Figure 4: MAMCC: sporulation.
Figure 5: PANCL: plant growth promotion assay pot-II.
Figure 6: PANCL: plant growth promotion assay pot-IV.
Figure 7: Plant growth promotion activity by consortium of PANCL (biopolymer) and MAMCC (fungal spores).

4. Discussion

Bacteria that colonize in the rhizospheric soil and at the root zone and promote plant growth are termed as plant growth promoting bacteria. These include many free-living dinitrogen fixers such as Azotobacter, Azospirillum, Bradyrhizobium, Enterobacter, Pseudomonas and Bacilli. Bacterium showing plant growth is frequently reported worldwide by many research groups as potent plant growth promoting rhizobacteria and acts as biofertilizers [17]. There are scarce reports/literature available on Metarhizium anisopliae used itself or its spores as plant growth promoter. Fungal species like Metarhizium robertsii are capable of growing in soil near rhizosphere. Naturally, they shed conidia which adhere to soil and roots. After germination under favorable condition conidia adhered germinated and colonized roots and root zone. There is evidence that Metarhizium grew faster and increase the density of plant root hairs. This indicates that Metarhizium robertsii displays a beneficial endophytic association helpful for the proliferation of root hairs [18]. The experiments performed and results generated in this paper are entirely different.
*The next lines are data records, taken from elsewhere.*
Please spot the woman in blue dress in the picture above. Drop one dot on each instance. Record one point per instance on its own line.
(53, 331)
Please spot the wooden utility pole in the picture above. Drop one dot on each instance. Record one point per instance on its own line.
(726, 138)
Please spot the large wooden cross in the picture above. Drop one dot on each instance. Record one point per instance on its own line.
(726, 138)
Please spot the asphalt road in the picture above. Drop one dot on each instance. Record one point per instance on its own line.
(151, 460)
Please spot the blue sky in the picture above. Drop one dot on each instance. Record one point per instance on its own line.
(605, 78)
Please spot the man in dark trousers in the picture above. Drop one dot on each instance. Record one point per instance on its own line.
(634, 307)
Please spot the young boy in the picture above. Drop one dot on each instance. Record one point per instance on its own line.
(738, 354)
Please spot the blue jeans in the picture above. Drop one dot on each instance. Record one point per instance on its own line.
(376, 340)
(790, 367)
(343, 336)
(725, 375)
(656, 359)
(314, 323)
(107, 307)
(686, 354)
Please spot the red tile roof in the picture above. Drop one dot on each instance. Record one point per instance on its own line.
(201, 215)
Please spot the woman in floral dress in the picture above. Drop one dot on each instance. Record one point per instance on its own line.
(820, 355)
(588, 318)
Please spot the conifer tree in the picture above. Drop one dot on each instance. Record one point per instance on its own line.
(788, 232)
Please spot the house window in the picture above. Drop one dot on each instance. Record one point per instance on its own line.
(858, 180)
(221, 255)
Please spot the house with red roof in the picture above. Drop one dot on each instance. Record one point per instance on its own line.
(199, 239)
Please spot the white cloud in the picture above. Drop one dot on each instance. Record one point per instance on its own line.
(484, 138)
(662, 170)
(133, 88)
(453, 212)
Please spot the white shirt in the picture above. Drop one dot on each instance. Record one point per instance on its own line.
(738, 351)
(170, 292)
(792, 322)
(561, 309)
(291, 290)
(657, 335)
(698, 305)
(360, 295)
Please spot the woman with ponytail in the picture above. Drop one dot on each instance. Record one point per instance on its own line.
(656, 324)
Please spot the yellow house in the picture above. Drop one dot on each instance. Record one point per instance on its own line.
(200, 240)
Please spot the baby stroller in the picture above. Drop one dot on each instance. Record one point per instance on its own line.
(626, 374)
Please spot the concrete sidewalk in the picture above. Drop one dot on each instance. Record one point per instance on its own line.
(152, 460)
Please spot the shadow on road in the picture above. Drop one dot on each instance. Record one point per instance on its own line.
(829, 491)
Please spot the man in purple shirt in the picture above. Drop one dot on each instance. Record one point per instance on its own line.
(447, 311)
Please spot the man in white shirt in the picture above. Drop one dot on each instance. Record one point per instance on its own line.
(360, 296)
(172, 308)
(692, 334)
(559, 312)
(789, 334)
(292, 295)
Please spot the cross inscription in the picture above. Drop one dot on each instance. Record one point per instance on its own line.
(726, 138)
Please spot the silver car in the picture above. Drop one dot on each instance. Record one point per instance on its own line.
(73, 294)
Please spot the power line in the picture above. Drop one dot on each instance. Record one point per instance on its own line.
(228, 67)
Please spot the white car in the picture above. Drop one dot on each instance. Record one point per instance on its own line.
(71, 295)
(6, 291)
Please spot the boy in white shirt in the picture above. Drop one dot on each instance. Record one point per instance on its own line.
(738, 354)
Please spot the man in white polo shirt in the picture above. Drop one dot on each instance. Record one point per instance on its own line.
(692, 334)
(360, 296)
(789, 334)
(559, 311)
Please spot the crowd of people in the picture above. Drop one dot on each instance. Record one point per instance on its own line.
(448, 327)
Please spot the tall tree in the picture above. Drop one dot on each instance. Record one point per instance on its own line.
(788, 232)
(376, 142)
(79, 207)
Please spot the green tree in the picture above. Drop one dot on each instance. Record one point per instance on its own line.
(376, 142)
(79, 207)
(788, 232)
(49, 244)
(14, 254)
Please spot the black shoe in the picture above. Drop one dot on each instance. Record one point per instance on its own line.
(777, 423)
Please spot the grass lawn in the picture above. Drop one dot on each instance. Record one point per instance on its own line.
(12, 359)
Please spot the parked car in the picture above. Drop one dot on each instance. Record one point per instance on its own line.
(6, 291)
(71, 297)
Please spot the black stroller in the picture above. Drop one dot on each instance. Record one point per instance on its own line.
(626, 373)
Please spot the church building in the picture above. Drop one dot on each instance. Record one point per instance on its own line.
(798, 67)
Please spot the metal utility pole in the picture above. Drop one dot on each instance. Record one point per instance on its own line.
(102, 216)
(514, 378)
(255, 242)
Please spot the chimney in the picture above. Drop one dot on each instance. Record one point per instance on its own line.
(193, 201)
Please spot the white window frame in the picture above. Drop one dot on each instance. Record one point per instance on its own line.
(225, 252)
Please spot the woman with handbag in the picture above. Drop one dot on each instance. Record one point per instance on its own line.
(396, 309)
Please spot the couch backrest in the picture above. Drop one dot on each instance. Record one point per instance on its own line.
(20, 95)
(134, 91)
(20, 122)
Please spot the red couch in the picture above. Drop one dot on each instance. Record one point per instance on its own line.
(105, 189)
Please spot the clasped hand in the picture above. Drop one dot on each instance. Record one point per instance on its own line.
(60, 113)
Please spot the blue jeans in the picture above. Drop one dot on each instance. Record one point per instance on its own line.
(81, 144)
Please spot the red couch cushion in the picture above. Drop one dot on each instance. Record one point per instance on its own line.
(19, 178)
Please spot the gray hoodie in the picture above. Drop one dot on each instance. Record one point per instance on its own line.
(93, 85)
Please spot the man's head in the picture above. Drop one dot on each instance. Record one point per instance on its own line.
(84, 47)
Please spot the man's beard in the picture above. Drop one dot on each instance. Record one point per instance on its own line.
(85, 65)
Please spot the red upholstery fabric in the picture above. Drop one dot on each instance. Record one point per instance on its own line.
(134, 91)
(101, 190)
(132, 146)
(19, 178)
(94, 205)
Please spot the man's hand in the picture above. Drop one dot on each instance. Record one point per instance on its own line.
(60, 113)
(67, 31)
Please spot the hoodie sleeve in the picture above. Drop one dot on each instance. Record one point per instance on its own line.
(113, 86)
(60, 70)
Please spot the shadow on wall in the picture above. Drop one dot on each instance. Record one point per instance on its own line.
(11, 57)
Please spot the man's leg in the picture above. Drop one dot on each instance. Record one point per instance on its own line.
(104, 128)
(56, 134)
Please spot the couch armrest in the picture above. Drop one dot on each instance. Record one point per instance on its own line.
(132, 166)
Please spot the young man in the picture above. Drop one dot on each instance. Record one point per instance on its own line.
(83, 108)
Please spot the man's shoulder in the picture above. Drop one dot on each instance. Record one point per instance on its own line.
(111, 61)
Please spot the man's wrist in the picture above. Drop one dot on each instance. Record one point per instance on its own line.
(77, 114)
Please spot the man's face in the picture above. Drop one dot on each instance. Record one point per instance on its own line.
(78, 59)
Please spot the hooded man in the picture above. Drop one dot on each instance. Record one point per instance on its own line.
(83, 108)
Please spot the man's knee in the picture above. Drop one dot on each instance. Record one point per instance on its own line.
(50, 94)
We have combined one bacterial biopolymer and fungal spores. Complete sterilization of the soil killed the resident flora of soil. The sterile soil without microbial flora was used. This also minimized the chances of rhizobium to get place into root nodules of legume Vigna radiata. The proposed experiment in fixed pipeline solves the problem about the growth of plants with least or no microflora present. This entire experiment will be useful for green economy and modern agriculture practices.

5. Conclusion

From the results, it was concluded that Pseudomonas aeruginosa NCIM 2945 (PANCL) and Metarhizium anisopliae MCC1129 (MAMCC) possess property to enhance the growth of crop plant Vigna radiata. Thus, PANCL and MAMCC may find application agriculture industry, that is, for increased crop yield and forage production.

Competing Interests

The authors declare that there is no conflict of interests regarding the publication of this paper.